Blog Credo

The whole aim of practical politics is to keep the populace alarmed (and hence clamorous to be led to safety) by menacing it with an endless series of hobgoblins, all of them imaginary.

H.L. Mencken

Wednesday, January 21, 2015

Float Like A Butterfly

I've stopped watching the State of the Union, because I never cared for kabuki.

But I also have come to find the GOP response to the SOTU to be hilarious.  This morning, NPR had Ted Cruz (R-Butthurt) among others complaining that the president was being political in his political address that Cruz was now making a political attack on for political advantage.

If I took what the GOP was saying as being anything other than cynical, I would question their basic grasp of American governance.  As Josh Marshall writes, Obama basically has denied them the moment of humility that the GOP thinks they are owed because of the midterm elections.  He admitted a "pasting" in 2010, but in 2014, he's basically over all of that.

Obama is talking past the GOP Congress, which is sure to cause Ron Fornier to complain about Obama's "lack of humility" (how long before the word "uppity" slips out somewhere).
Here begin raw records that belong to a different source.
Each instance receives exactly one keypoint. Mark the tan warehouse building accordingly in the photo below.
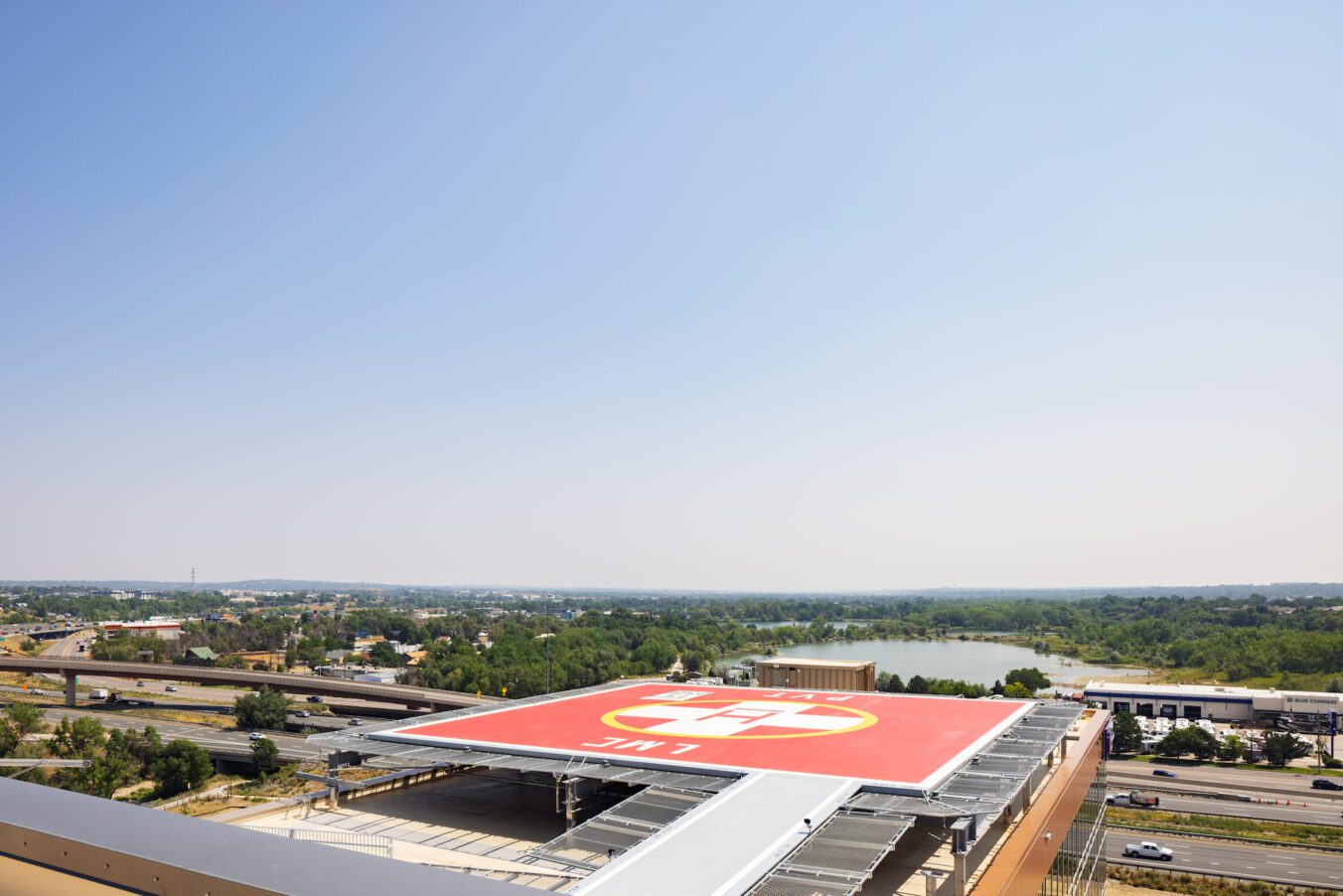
(817, 674)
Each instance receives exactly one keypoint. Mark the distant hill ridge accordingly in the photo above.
(1277, 590)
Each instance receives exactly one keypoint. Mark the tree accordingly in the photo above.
(384, 655)
(1128, 734)
(1033, 678)
(78, 738)
(1281, 748)
(26, 719)
(265, 757)
(263, 709)
(182, 766)
(137, 748)
(1187, 740)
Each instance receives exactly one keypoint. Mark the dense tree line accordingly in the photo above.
(1224, 639)
(115, 759)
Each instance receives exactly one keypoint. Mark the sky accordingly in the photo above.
(752, 296)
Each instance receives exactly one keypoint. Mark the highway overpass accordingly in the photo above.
(404, 694)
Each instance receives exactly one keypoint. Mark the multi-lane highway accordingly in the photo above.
(1272, 864)
(65, 657)
(1206, 780)
(1309, 813)
(290, 747)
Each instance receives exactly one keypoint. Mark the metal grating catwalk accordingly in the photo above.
(621, 826)
(838, 857)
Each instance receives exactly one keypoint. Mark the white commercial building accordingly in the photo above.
(1304, 709)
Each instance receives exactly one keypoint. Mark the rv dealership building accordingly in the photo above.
(1266, 708)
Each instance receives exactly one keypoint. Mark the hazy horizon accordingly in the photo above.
(751, 298)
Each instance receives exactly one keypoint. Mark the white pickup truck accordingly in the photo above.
(1147, 849)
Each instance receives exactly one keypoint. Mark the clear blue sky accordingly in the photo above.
(712, 296)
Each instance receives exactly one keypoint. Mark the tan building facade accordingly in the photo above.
(817, 674)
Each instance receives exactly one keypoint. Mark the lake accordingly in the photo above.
(975, 662)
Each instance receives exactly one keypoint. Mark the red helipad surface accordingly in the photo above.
(889, 738)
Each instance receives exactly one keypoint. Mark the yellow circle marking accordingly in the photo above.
(862, 719)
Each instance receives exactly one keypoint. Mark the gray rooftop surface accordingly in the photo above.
(224, 852)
But at this point, there is no point in pretending that the two parties can come together and do anything.  Even when Obama put forward GOP programs from the past, even when he abused the Left with his "Grand Bargain" scheme in 2011, the GOP repeatedly refused to deal with him.  They wanted capitulation not compromise.

So, Obama is basically saying, "Fine, let's stop pretending.  We don't agree on practically anything.  But I've been right and you've been wrong."

Frankly, that's a form of theater I can tolerate.